Rencontre avec de jeunes entrepreneurs : Antoine Ollivier et Mickaël Collet qui comptent concurrencer Universal, rien que ça !

Et ils ont de bons espoirs... En effet, ils comptent créer une activité de fabrication de disques vinyles. Un secteur qui renaît de ses cendres depuis l'apparition des CD et titres digitaux.

C'est une idée originale de création d'entreprise en Bretagne, en ces temps difficiles ça fait plaisir à découvrir...

Logo M com' Musique

- Vous êtes deux entrepreneurs bretons, pouvez-vous vous présenter et revenir sur votre parcours ?
Antoine Ollivier, 29 ans niveau BTS. J'ai fait plein de petits boulots, du porte à porte pour France Loisirs, j'ai distribué le Métro le matin, le Ouest-France aussi, puis je suis allé travailler à Paris dans un magasin de Beaux-Arts (Passage Clouté dans le XIème, je recommande), c'était une superbe expérience ! Là-bas j'ai rencontré tout un tas de beau monde et un manager, Christophe Pierro, que j'ai accompagné un peu partout et à partir de ce moment-là, j'ai su que j'allais bosser dans la musique.
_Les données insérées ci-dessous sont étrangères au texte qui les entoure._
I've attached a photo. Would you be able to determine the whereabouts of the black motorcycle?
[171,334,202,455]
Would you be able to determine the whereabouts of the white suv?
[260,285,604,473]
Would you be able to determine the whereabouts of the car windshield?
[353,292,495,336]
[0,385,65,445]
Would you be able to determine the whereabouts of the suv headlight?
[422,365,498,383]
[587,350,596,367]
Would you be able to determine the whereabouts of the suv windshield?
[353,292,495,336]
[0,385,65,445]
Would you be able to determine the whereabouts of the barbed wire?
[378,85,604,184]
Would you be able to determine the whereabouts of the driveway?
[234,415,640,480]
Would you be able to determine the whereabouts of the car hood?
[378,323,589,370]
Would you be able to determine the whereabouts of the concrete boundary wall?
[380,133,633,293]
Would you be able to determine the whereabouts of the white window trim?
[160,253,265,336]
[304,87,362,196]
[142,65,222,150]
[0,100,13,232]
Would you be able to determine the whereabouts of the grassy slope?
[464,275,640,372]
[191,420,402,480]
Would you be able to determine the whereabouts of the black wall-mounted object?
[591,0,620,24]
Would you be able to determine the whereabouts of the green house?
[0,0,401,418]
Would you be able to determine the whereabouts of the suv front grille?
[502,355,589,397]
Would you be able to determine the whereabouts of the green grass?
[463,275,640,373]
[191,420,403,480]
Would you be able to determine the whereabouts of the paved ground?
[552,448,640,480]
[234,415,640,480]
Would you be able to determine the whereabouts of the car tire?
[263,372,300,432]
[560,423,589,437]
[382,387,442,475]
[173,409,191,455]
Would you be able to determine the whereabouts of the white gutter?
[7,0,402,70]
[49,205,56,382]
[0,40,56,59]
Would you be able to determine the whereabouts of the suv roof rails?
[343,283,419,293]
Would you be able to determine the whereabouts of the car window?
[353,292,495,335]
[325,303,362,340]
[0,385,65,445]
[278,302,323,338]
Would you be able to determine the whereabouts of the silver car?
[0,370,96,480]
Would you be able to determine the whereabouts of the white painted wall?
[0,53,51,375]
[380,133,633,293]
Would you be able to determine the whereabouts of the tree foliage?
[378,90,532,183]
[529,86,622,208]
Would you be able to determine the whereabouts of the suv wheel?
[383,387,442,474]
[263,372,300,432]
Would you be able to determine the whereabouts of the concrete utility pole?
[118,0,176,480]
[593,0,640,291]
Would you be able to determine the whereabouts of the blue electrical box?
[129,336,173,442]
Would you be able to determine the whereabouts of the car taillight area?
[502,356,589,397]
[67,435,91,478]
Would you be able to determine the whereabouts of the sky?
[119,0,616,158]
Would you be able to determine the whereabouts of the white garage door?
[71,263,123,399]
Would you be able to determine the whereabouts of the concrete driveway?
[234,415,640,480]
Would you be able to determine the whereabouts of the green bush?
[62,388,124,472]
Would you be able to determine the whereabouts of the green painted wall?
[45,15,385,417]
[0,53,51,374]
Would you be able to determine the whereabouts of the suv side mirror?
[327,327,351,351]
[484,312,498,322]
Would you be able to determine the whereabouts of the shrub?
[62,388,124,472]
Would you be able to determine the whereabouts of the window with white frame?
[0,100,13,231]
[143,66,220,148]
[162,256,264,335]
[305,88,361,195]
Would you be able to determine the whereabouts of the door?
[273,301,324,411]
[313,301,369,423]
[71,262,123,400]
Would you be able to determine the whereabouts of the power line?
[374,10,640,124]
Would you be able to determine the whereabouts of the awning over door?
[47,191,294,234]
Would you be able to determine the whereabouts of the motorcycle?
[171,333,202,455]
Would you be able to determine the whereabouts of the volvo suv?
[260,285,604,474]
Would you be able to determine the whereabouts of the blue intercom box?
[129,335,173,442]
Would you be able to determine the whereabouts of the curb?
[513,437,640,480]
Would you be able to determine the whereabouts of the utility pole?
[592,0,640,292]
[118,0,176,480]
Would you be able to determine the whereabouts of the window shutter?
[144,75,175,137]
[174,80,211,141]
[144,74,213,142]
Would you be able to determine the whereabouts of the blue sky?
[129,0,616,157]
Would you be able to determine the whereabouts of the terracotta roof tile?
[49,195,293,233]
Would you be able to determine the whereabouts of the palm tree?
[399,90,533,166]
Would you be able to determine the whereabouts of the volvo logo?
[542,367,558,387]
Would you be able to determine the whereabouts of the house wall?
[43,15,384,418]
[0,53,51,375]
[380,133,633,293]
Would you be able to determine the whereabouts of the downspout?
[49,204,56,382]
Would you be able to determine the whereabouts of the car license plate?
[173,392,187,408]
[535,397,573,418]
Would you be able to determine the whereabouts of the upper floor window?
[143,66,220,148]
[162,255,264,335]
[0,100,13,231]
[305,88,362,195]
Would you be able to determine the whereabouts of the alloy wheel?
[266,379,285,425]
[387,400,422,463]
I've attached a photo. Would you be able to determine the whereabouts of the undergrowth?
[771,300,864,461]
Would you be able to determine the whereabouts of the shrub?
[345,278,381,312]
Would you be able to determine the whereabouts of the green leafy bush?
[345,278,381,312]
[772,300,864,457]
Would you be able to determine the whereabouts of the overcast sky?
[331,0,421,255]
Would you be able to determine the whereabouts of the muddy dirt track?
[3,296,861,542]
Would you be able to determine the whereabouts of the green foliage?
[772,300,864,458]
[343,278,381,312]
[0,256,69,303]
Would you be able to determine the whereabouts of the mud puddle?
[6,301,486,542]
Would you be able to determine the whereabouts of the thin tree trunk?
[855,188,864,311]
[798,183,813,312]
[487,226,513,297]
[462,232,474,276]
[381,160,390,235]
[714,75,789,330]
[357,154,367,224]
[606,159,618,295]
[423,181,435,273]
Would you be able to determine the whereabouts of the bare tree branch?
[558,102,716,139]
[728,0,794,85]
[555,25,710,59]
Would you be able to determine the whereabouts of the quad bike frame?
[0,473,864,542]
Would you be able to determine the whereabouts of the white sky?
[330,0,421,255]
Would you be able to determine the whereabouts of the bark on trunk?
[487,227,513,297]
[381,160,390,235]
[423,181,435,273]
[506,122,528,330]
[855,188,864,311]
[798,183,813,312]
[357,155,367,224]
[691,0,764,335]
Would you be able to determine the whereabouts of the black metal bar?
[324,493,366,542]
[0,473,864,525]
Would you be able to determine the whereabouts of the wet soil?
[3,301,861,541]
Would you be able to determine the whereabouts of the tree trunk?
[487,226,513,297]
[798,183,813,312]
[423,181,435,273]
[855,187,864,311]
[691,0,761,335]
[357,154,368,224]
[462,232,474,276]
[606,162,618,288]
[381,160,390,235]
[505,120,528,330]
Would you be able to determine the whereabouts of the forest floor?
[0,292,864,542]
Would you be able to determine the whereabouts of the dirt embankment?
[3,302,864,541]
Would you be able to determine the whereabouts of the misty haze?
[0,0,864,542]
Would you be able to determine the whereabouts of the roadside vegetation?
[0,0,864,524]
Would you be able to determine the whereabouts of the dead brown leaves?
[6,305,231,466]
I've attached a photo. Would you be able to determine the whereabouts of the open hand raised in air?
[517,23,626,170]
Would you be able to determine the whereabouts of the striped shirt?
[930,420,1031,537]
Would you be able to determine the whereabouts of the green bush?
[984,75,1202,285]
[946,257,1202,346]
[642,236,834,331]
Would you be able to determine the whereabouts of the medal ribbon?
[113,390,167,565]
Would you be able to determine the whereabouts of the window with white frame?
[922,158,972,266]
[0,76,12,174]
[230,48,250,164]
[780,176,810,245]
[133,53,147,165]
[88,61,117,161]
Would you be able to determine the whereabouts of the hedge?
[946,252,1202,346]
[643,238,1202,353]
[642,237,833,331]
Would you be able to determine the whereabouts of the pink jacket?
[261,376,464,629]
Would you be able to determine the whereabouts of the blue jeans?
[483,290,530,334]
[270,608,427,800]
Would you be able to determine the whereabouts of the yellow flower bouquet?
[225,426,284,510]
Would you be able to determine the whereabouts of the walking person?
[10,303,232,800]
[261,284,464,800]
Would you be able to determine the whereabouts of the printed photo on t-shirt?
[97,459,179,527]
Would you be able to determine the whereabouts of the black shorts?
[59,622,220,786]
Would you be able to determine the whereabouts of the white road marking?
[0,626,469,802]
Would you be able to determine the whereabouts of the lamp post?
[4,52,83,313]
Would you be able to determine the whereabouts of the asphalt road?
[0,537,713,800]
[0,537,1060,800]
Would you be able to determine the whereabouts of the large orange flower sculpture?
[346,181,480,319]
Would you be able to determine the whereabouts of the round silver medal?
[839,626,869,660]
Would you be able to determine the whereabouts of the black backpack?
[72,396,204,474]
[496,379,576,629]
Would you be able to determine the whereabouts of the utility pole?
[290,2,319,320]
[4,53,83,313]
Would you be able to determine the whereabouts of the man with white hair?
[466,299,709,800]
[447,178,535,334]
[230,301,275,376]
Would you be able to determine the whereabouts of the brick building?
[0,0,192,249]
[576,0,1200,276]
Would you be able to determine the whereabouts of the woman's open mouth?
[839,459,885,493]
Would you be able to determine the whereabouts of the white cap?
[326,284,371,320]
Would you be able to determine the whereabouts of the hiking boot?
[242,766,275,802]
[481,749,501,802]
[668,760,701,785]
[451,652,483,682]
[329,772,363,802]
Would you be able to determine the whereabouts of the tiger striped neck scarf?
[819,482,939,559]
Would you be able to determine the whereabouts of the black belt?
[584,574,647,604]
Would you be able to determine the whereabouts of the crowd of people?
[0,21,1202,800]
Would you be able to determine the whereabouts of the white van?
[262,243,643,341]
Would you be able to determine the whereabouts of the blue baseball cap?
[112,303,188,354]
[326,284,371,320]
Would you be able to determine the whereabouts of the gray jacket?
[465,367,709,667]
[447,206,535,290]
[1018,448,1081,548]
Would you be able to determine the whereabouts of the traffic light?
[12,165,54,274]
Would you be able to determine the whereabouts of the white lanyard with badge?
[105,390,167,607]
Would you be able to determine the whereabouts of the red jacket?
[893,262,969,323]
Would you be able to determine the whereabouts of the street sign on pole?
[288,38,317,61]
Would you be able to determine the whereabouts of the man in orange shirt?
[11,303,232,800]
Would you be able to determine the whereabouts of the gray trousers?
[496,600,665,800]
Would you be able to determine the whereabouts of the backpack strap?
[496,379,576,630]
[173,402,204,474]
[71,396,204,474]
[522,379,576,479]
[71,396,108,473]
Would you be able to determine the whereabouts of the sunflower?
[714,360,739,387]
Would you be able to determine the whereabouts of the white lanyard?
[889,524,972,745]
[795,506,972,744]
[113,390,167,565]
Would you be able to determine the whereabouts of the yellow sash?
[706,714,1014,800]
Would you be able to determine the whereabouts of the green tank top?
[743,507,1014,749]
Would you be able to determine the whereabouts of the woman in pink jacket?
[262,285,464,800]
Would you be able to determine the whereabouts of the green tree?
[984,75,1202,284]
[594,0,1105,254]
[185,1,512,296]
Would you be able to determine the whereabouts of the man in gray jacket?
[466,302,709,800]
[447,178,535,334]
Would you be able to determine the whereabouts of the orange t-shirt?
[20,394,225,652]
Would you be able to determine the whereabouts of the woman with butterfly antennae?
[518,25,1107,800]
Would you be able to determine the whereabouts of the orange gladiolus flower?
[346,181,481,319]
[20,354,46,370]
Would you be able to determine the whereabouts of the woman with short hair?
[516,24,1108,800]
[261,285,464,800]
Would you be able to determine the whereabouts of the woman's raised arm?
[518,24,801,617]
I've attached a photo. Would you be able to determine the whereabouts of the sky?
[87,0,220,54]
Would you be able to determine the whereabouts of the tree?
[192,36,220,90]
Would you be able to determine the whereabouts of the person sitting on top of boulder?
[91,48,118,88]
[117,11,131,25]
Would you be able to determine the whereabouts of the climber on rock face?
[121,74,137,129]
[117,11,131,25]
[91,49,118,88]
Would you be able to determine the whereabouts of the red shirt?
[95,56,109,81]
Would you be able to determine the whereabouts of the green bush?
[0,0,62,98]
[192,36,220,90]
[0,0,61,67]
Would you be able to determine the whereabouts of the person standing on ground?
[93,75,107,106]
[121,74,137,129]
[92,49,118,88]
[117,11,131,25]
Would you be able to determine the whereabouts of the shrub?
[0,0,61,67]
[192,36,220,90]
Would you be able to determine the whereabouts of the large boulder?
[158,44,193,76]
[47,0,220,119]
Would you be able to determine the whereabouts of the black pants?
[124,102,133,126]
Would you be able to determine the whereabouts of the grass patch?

Ensuite j'ai essayé de travailler en tant que booker avec des groupes, mais je n'étais pas très bon ! Je suis revenu à Rennes et j'ai fait de la production de spectacles sur des salles entre 500 et 1 000 personnes. Pour assurer le gîte et le couvert je bossais tous les week end et le soir jusqu'à 22h dans une boîte de dépannage automobile où je m'occupais de dispatcher les dépanneurs sur le terrain, c'est là que j'ai rencontré Mickaël qui deviendra mon associé.
Mickael Collet quant à lui a un diplôme de Mécanique Auto, il a travaillé pendant 5 ans dans le sport automobile, il a commencé comme carrossier pour finir mécanicien, il a bossé sur de la Formule 3 sur de la GP3, il a voyagé partout dans le monde. Il a même travaillé pendant 6 mois à Londres sur de la Formule 1 ! Mais c'était très difficile et il est revenu en Bretagne où il à été embauché en tant que dépanneur là où nous nous sommes rencontrés.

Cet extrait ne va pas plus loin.